Minha personalidade é o que eu faço


Todos que já conhecem o ritmo desse blog sabem que as sextas feiras eu costumo escrever um post sobre o jogo de RPG. Sem necessariamente me ater a regras ou adaptações para personagens. Faço isso por que o RPG é algo um pouco maior que um jogo normal, parte dele é regra, parte dele não. Mas onde especificamente fica o meio termo?

Eu Vôo. E você? - Aquaman

Semana passada estava jogando com meu grupo, a aventura descrevia uma pequena e bucólica cidade no interior onde um representante de uma organização de caça a monstros havia desaparecido, e o objetivo era encontrá-lo e, caso estivesse já morto, cremá-lo evitando que se erguesse como um morto-vivo ou outro monstro qualquer.

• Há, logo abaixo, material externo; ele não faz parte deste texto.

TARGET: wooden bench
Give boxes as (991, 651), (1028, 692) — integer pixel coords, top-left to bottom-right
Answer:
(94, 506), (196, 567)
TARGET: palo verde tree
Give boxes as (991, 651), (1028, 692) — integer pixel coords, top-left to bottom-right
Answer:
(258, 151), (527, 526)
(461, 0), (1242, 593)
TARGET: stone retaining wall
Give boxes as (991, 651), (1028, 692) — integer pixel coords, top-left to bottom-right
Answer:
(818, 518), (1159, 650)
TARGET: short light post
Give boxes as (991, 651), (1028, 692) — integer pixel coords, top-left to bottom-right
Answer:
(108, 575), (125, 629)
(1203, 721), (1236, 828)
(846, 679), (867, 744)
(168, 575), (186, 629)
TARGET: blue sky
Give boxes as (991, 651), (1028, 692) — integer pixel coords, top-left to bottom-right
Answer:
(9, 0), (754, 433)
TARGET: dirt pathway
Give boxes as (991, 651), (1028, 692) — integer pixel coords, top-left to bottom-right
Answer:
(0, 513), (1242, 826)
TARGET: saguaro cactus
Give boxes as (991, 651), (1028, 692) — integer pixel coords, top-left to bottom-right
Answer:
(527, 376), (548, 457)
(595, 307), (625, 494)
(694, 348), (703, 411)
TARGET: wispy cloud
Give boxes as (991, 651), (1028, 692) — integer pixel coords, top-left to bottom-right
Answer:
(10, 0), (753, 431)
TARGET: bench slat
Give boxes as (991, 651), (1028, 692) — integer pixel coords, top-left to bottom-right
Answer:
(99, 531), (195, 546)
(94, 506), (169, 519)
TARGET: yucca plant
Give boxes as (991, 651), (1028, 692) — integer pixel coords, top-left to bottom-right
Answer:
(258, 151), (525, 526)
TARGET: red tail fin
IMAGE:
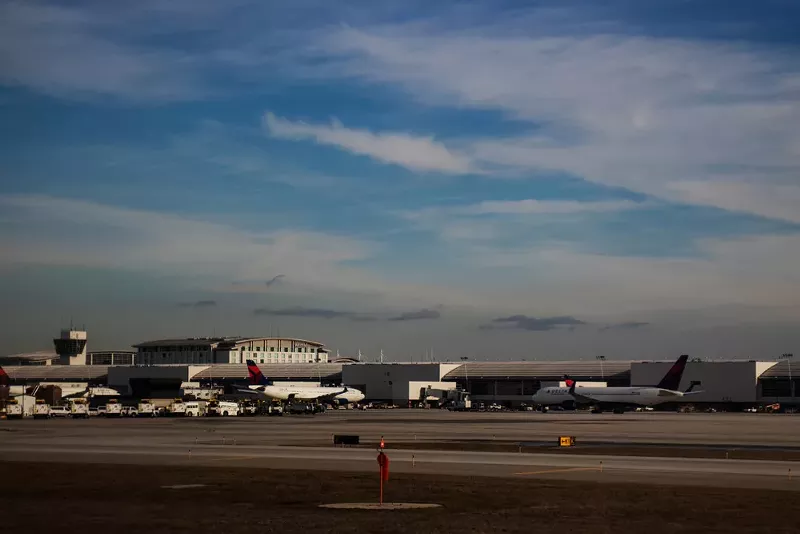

A missão degringolou no primeiro minuto do jogo quando o jogador que estava com o mago resolveu tacar fogo na cidade inteira, desta forma garantido que o caçador estivesse morto e cremado concluindo a missão e saindo dali.

Eu, claro, não tive que mover uma única palha pra acertar a situação, os jogadores impediram a insanidade do personagem de queimar a cidade.  E a aventura prosseguiu, mas eventualmente esse jogador abusava de suas habilidades para tentar terminar muito facilmente as dificuldades do jogo. E com margem mínima de sucesso já que as dificuldades, nesse caso especifico, estavam associadas a situação, que ele não interagiu.

“Pra que cérebro? Eu sou treinado em Sobrevivência!” – Palavras de um Paladino Anônimo.

Especialistas Burros, você vê por aqui.

Em retrocesso eu até entendi qual o verdadeiro problema do jogo, eu estava jogado uma aventura de terror que apenas eu sabia ser terror moral, para os outros era um jogo de heroísmo. Para o mago especificamente era um jogo de “olha, construi minha ficha melhor que vocês.”

Sendo justo o jogador estava no direito dele de usar seus muitos poderes (e quase nenhum outro traço) na vã esperança de resolver a situação, mas em determinado momento os jogadores perceberam que nenhuma jogada de dados iria encaixar as peças na frente deles.

Essa frase que abre essa sessão foi retirada de um jogo de D&D4ed. Pra quem não conhece o conceito do Desafio de Pericia ele basicamente é um combate sem combate para você obter um numero X de sucessos antes de três falhas, tão logo o faça você é resolveu o problema, o mesmo que um combate normal (especulando que suas armas tenham um dano médio os PVs do monstro apenas determinam quantas vocês você vai bater nele antes dele cair), o que acontece é que essencialmente a cada jogada bem aplicada de pericia deveria acontecer o que acontece em um combate, uma rápida descrição de como você fez algo que ajudou no desafio geral passando para a próxima rodada. Foi em uma dessas que seu essa pequena pérola. Um paladino não tinha idéia do que fazer pra encontrar as pistas que levariam ao assassino do arque duque, mas rolou sozinho todos os testes de pericia exigidos para o encontro. Conclusão, ele passou do desafio e não sabemos até agora o que ele fez.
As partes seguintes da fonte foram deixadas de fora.